I am a beginner in R. I am doing logistic regression using around 80 independent variables using glm function in R. The dependent variable is churn which says whether a customer churned or not. I want to know how to identify the right combination of variables to get a good predictive logistic regression model in R. I also want to know how to identify the same for making good decision tree in R ( I am using the ctree function from the party package).
So far, I had used drop1 function and anova(LogMdl, test="Chisq") where LogMdl is my logistic regression model to drop unwanted variables in the predictive model. But maximum accuracy I was able to achieve was only 60%.
Also I am not sure if I am using the drop1 and anova functions correctly. I dropped the variables with lowest AIC using drop1 function. Using anova function, I dropped variables with p value > 0.05
Kindly help me how to identify the right set of variables for both logistic regression and decision tree models to increase my model's predictive accuracy to close to 90% or more than that if possible.
library(party)
setwd("D:/CIS/Project work")
CellData <- read.csv("Cell2Cell_SPSS_Data - Orig.csv")
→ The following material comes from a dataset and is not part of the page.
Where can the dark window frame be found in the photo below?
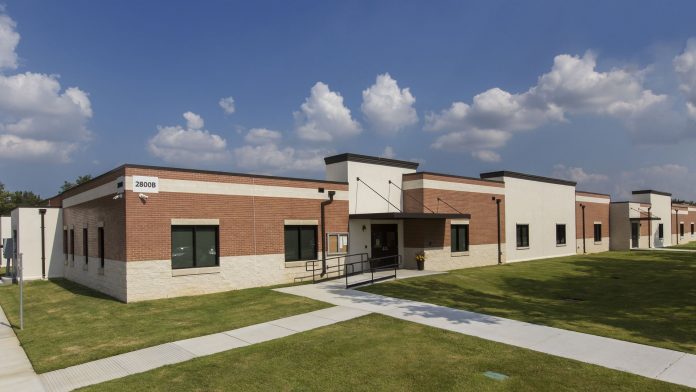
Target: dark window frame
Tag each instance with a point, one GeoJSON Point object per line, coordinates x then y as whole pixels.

trainData <- subset(CellData,calibrat=="1")
testData <- subset(CellData,calibrat=="0") # validation or test data set
LogMdl = glm(formula=churn ~ revenue + mou + recchrge+ directas+
overage + roam + changem +
changer +dropvce + blckvce + unansvce+
custcare+ threeway+ mourec +
outcalls +incalls + peakvce + opeakvce+
dropblk + callfwdv+ callwait+
months + uniqsubs+ actvsubs+ phones + models +
eqpdays +customer+ age1 + age2 +
children+ credita + creditaa+
creditb +creditc + creditde+ creditgy+ creditz +
prizmrur+ prizmub +
prizmtwn +refurb + webcap + truck +
rv + occprof + occcler +
occcrft +occstud + occhmkr + occret +
occself + ownrent + marryun +
marryyes +marryno + mailord + mailres +
mailflag+ travel + pcown +
creditcd +retcalls+ retaccpt+ newcelly+ newcelln+
refer + incmiss +
income +mcycle + creditad+ setprcm + setprc + retcall,
data=trainData, family=binomial(link="logit"),
control = list(maxit = 50))
ProbMdl = predict(LogMdl, testData, type = "response")
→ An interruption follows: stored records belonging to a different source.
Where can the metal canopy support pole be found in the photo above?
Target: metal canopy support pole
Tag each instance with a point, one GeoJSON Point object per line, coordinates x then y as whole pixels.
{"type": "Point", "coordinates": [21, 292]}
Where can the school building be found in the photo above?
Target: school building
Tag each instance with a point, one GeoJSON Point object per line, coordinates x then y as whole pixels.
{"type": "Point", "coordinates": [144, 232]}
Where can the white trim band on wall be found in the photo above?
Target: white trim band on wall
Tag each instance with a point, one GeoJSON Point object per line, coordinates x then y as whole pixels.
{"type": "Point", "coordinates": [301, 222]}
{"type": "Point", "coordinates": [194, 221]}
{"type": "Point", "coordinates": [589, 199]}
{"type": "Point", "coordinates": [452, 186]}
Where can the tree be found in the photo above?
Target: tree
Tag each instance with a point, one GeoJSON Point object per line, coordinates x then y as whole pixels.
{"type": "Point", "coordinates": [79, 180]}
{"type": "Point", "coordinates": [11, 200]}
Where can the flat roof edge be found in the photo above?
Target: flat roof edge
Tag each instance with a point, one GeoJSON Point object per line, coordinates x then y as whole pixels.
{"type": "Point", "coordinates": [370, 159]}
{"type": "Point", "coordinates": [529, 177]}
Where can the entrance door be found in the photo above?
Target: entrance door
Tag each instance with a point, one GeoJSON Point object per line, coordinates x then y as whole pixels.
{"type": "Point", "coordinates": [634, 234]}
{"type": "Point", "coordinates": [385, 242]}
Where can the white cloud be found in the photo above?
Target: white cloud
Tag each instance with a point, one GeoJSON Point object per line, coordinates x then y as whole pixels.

testData$churndep = rep(0,31047) # replacing all churndep with zero
testData$churndep[ProbMdl>0.5] = 1 # converting records with prob > 0.5 as churned
table(testData$churndep,testData$churn) # comparing predicted and actual churn
mean(testData$churndep!=testData$churn) # prints the error %
Link for documentation of variables: https://drive.google.com/file/d/0B9y78DHd3U-DZS05VndFV3A4Ylk/
Link for Dataset (.csv file) : https://drive.google.com/file/d/0B9y78DHd3U-DYm9FOV9zYW15bHM/
I could not produce the output of dput since the data size is more than 5 MB. So I have zipped the file and placed in the above link.
Description of important variables:
* churn is the variable that says whether a customer churned or not.....
* churndep is the variable that needs to be predicted in the test data (validation data) and has to be compared with the churn variable which is already populated with actual churn.
For both churn and churndep, value of 1 means churned and 0 means not churned.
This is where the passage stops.